CHAPTER 10
Interview with Father Bruno Barnhardt
Emmaculate Heart Hermitage
Father Barnhardt is a member of the same Catholic order-the
Camaldolese Monks-as Father Bede Griffiths and has spent time at the Shantivanam
Ashram. He shared some of his observations with Hinduism Today:
Q. What is your observation on how Shantivanam has
been successful as a means of conveying the Catholic message to the Indian
people?
A. For a long while for Catholicism to go into another country it
would mean to bring some kind of European culture and implant it on top
of the indigenous culture. Ideally Christianity can become incarnate in
any different culture Father Bede's experiment is a courageous experiment
in that direction and there has been quite a bit of resistance to it throughout
the Catholic Church within the Indian Episcopy of the church but it is
gaining favor because, effectively, the central authorities have endorsed
it. Actually on one level, it is not that far out, not that advanced.

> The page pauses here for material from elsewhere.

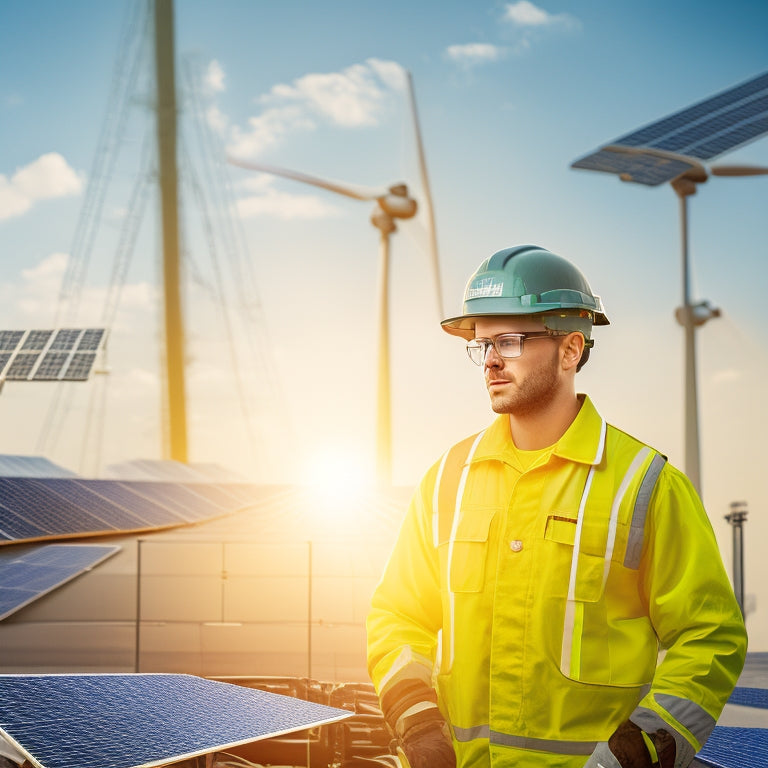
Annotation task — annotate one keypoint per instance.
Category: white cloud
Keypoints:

On the liturgy, for instance, there are no radical alternations of the
Eucharist. He's added on some readings at the beginning which can come
from Buddhist texts, Hindu texts, and others and then it proceeds. The
only thing that is different in the sacramental gestures, there is use
of flowers, fires, smoke, which is very impressive. He rightly perceives
that there is no problem, no contamination of the Christian form by doing
that.
Q. Is there any reaction from the local Hindu community
that you are aware of?
A. There is quite a complacency in a sense, if not a resistance, a kind
of indifference to interreligious dialogue on the part of educated Hindus.
However, the local people see the ashram as a genuine spiritual center
and especially they admire Father Bede and esteem him as a spiritual leader.

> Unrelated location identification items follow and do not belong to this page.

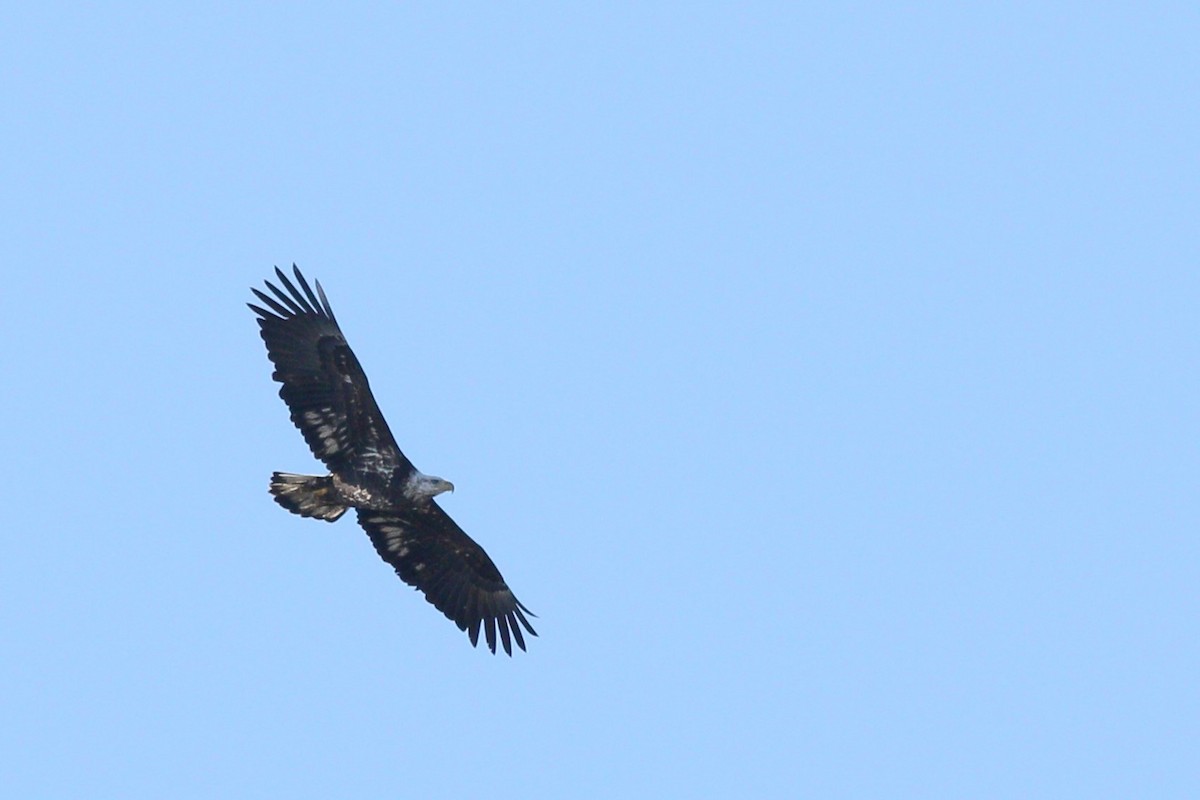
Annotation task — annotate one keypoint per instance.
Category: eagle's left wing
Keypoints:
(432, 553)
(323, 383)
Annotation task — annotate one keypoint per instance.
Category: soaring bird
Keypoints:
(331, 404)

Q. On Father Bede himself, we understand that he looks
and lives like a Hindu swami wearing orange robes, practicing vegetarianism
yoga, etc. How does the Roman Catholic Church view this?
A. I think some of the local clergy are probably turned off by it.

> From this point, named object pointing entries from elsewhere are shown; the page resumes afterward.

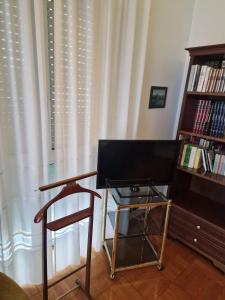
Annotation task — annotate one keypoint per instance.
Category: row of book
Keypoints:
(204, 78)
(196, 157)
(209, 118)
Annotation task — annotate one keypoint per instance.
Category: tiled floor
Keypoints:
(186, 276)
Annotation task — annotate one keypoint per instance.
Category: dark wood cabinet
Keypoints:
(198, 210)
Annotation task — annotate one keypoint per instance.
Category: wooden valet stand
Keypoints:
(71, 187)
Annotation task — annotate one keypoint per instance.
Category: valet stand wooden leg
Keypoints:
(89, 247)
(44, 257)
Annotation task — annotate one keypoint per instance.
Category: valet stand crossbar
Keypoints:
(71, 187)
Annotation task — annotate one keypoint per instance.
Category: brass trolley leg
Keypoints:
(105, 213)
(160, 267)
(114, 248)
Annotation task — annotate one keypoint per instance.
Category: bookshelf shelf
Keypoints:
(206, 94)
(198, 210)
(216, 178)
(207, 137)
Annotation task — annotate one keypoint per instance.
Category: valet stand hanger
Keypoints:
(71, 187)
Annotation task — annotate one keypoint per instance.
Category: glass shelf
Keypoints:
(135, 226)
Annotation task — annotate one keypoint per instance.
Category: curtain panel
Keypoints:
(71, 73)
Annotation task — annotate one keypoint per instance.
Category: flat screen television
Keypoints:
(124, 163)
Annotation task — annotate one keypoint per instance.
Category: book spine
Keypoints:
(203, 160)
(197, 116)
(198, 159)
(192, 157)
(187, 156)
(215, 165)
(183, 154)
(196, 77)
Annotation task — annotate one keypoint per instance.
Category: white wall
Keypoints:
(208, 23)
(170, 24)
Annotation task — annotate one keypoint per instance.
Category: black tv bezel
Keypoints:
(138, 181)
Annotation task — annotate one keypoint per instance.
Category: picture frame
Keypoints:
(157, 97)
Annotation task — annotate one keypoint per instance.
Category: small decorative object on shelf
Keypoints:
(198, 193)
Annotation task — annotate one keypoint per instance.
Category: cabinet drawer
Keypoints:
(197, 225)
(198, 242)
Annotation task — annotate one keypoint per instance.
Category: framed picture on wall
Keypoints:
(157, 97)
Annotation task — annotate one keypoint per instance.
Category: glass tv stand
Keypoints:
(135, 227)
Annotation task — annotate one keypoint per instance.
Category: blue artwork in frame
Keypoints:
(157, 97)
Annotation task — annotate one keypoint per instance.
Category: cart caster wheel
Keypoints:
(159, 267)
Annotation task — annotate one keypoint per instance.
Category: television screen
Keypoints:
(136, 162)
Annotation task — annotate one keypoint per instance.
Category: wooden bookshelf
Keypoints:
(206, 94)
(216, 178)
(207, 137)
(198, 210)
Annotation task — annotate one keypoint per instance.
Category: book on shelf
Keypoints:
(198, 159)
(192, 156)
(203, 154)
(187, 156)
(209, 118)
(209, 77)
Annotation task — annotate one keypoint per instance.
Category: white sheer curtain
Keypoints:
(98, 57)
(23, 137)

You know some of the Catholic clergy in India are somewhat defensive,
so anything that looks like a reversion to what they might consider paganism
would be dangerous and threatening to them. However, there is an enlighted,
broad and opened Catholic consciousness also there among the theologians
and some of the Bishops.
Q. One Catholic nun, Ishapriya, claims to have actually
taken the rites of initiation of a sannyasin from a Hindu swami.
A. That's a little unusual. Father Bede confers the rite of Sannyasin
himself upon some of the people who stay at this ashram or who have become
students, but for it to be received directly from a Hindu guru is unusual.
One has to work that out in his own conscience, work out the way in which
it relates to his Christian commitment. They see the sannyasin as a legitimate
development of Christian spirituality. Consequently, Father Bede is able
to ordain Christian sannyasins. I think that the Sannyasis that he has
ordained are westerners who return to their western world and try to work
out that commitment in their own context. They are not people who are
going to infiltrate into Hinduism.
Q. The accusation is made that these priests take
up the sannyas garb and ways as a means of infiltrating into Hindu society,
claiming the place of religious authority within Hindu society which the
Hindu Sannyasin holds and then using it as a means to make converts to
Catholicism.
A. That could be. That has two sides of it, one is proselytism directly
and a deceptive or improper use of the garb; however if a person really
feels that his spiritual journey has carried him to that point and if
he also has in mind that he is a witness to the gospel and really doesn't
necessarily want to convert people but wants in some way to communicate
Christianity in the form that makes sense to Hindus.
Q. Does he actually have a conversion program
as far as bringing people into Catholicism from the Indian community?
A. Oh, no I don't know if there is any effort at all of that kind.
I think he would not approve of that. What he feels is that what is needed
more is a marriage of Hinduism and Christianity rather than bringing people
over from one to the other. The conversion thing is not part of his style.